# GELI change passphrase



## luckylinux (Feb 16, 2013)

I researched this topic a bit but it seems that it's only possible to use geli setkey -K to change keys and not passphrase(s).
Any idea how to do the latter (other than recreate another encrypted RAID with the new password and copy data from the old one)?


----------



## fonz (Feb 16, 2013)

Are you currently using a keyfile, a passphrase or both? The *-K* option specifies a keyfile _and_ a passphrase (unless you use *-P* to disable the passphrase component). You probably just need `# geli setkey /dev/[i]something[/i]`
The geli(8) man page clearly lists the options.


----------



## luckylinux (Feb 16, 2013)

fonz said:
			
		

> Are you currently using a keyfile, a passphrase or both? The *-K* option specifies a keyfile _and_ a passphrase (unless you use *-P* to disable the passphrase component). You probably just need `# geli setkey /dev/[i]something[/i]`
> The geli(8) man page clearly lists the options.



Currently I'm just using a passphrase (no keyfile at all).
The man page doesn't provide any example on how to change passphrase (but it does on how to change the keyfile).
Since there was no option for geli setkey on how to change passphrase I assumed it wasn't possible. 

So after having run
`# geli setkey /dev/[i]something[/i]`
I should be prompted twice for the (new) passphrase?


----------



## fonz (Feb 16, 2013)

luckylinux said:
			
		

> So after having run
> `# geli setkey /dev/[i]something[/i]`
> I should be prompted twice for the (new) passphrase?

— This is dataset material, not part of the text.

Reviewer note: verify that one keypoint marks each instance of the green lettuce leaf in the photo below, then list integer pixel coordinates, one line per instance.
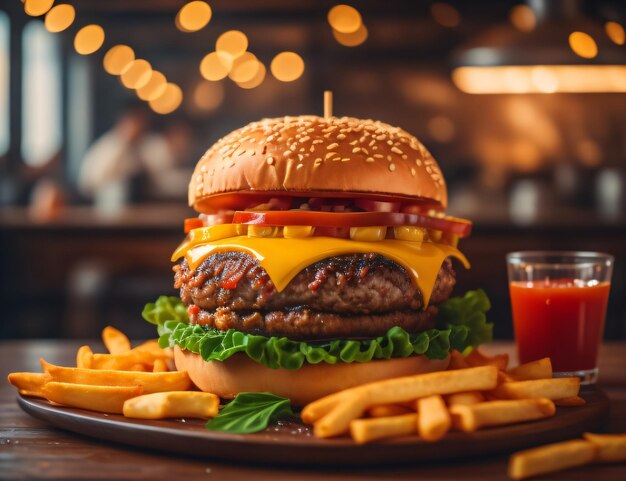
(458, 330)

Yep. When currently using a passphrase and wanting to simply set a new passphrase, the above should suffice. It will prompt you for the new passphrase twice and it will prompt you for the current passphrase first *if* the device in question isn't currently attached. If it is, you're not asked for the old passphrase.


----------



## luckylinux (Feb 16, 2013)

fonz said:
			
		

> Yep. When currently using a passphrase and wanting to simply set a new passphrase, the above should suffice. It will prompt you for the new passphrase twice and it will prompt you for the current passphrase first *if* the device in question isn't currently attached. If it is, you're not asked for the old passphrase.




Good to know. Many thanks. Marking this thread as solved


----------